Hardware requirements

One of the most exciting aspects of Project Shards is that it does not require datacentre infrastructure. A reasonably powerful workstation is sufficient.

A typical training configuration might include:

a high end GPU such as an RTX 4090
64–128 GB of system memory
1–2 TB of NVMe storage

With efficient techniques such as LoRA or QLoRA, training can occur on a single machine. Once trained, the model can be quantised to reduce memory usage. Quantised models often require only a few gigabytes of storage and can run on laptops or compact servers. This makes personal AI deployment practical for individuals and small groups.

Community shards and networked intelligence

Project Shards is not limited to individuals. Communities can create shared shards trained on their collective knowledge. Examples might include:

guardianship and family support groups
transgender community resources
ethical food sourcing networks
creative collectives
local governance organisations

Each community shard contains specialised knowledge relevant to that group. These shards can communicate with each other while still maintaining local autonomy. In this way a network of small AI systems could emerge that reflect the diversity of human communities rather than a single central authority.

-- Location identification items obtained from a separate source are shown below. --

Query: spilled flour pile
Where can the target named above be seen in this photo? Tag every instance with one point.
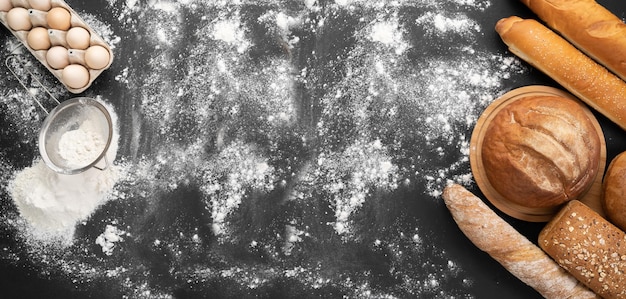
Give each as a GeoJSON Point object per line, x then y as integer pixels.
{"type": "Point", "coordinates": [54, 203]}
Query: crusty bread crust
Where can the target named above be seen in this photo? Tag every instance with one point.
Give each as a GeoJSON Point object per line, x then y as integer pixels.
{"type": "Point", "coordinates": [571, 68]}
{"type": "Point", "coordinates": [614, 191]}
{"type": "Point", "coordinates": [511, 249]}
{"type": "Point", "coordinates": [589, 247]}
{"type": "Point", "coordinates": [589, 26]}
{"type": "Point", "coordinates": [541, 151]}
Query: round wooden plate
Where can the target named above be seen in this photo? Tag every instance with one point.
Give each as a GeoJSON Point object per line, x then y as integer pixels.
{"type": "Point", "coordinates": [591, 197]}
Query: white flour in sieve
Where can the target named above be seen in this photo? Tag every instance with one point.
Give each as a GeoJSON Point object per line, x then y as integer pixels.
{"type": "Point", "coordinates": [82, 146]}
{"type": "Point", "coordinates": [53, 203]}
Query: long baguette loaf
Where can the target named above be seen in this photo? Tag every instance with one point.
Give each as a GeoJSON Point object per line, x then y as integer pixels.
{"type": "Point", "coordinates": [589, 247]}
{"type": "Point", "coordinates": [575, 71]}
{"type": "Point", "coordinates": [511, 249]}
{"type": "Point", "coordinates": [589, 26]}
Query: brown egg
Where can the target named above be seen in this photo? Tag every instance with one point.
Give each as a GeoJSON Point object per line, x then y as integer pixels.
{"type": "Point", "coordinates": [59, 18]}
{"type": "Point", "coordinates": [57, 57]}
{"type": "Point", "coordinates": [18, 19]}
{"type": "Point", "coordinates": [97, 57]}
{"type": "Point", "coordinates": [43, 5]}
{"type": "Point", "coordinates": [78, 38]}
{"type": "Point", "coordinates": [38, 38]}
{"type": "Point", "coordinates": [75, 76]}
{"type": "Point", "coordinates": [5, 5]}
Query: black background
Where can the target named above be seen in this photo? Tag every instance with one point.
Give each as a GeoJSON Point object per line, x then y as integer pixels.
{"type": "Point", "coordinates": [25, 279]}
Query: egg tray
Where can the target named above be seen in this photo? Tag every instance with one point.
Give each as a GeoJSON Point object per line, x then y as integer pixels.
{"type": "Point", "coordinates": [57, 38]}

Business model and monetisation

The commercial side of Project Shards emphasises transparency. The idea is not to avoid monetisation but to make it honest and understandable. Possible services include:

personal shard training packages
community shard hosting and support
secure AI routing services
specialised domain models
consulting and training for organisations

Basic personal usage might remain inexpensive or free, while advanced services provide revenue to sustain development. The core promise is that users always know how their data is used and where it is stored. Trust becomes the product.

Ethical vision

Beyond technology and business, Project Shards represents a broader ethical perspective. It imagines a world where artificial intelligence grows from the bottom up rather than being imposed from above. Instead of a single global intelligence controlled by a handful of corporations, many smaller intelligences exist that reflect the needs and values of individuals and communities.

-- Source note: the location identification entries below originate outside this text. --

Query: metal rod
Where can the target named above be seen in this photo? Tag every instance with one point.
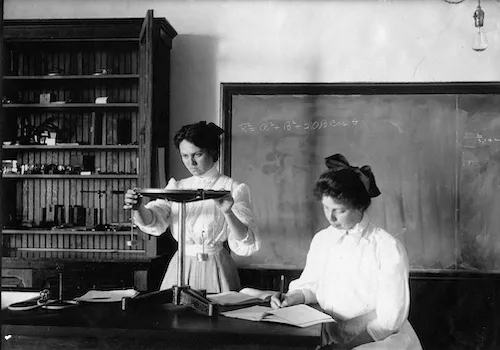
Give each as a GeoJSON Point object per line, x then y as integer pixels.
{"type": "Point", "coordinates": [182, 238]}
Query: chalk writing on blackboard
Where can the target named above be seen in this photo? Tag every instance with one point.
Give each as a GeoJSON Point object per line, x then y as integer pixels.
{"type": "Point", "coordinates": [436, 158]}
{"type": "Point", "coordinates": [290, 125]}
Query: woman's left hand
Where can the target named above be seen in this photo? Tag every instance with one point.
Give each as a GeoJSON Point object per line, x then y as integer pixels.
{"type": "Point", "coordinates": [225, 203]}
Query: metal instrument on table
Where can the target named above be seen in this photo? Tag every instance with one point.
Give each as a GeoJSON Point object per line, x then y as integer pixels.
{"type": "Point", "coordinates": [181, 293]}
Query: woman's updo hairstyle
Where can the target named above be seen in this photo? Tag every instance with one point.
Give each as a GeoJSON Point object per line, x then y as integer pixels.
{"type": "Point", "coordinates": [347, 184]}
{"type": "Point", "coordinates": [202, 135]}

These systems can still collaborate with large frontier models, but they do so through a layer of local trust. In this vision AI becomes a partner in human flourishing rather than a distant authority.

References

No.	Reference	Description
1	arxiv.org/abs/2501.12948	DeepSeek-R1 research paper describing the reasoning-focused model and its reinforcement learning and distillation pipeline.
2	arxiv.org/abs/2412.15115	Technical report for the Qwen model family, explaining architecture, training data and reasoning capabilities.
3	arxiv.org/abs/2106.09685	The LoRA paper introducing low-rank adaptation for efficient fine tuning of large language models.
4	arxiv.org/abs/2305.14314	QLoRA research describing how quantised models can be fine tuned efficiently on consumer hardware.
5	research.google — Mixture of Experts	Google research article explaining Mixture of Experts architectures and conditional computation.
6	github.com/e-p-armstrong/augmentoolkit	Open source project that generates synthetic training datasets from documents for building domain-specific language models.
7	github.com/e-p-armstrong/verustoolkit	Toolkit demonstrating how specialised domain language models can outperform generic models when trained on coherent corpora.
8	github.com/fiatrete/OpenDAN-Personal-AI-OS	Personal AI operating system designed to run local models, tools and data flows on user hardware.
9	nvidia.com — Blackwell architecture	Overview of NVIDIA Blackwell architecture used for large scale AI training and inference.
10	cloud.google.com/tpu	Google Cloud TPU platform documentation describing specialised hardware used for large scale machine learning training.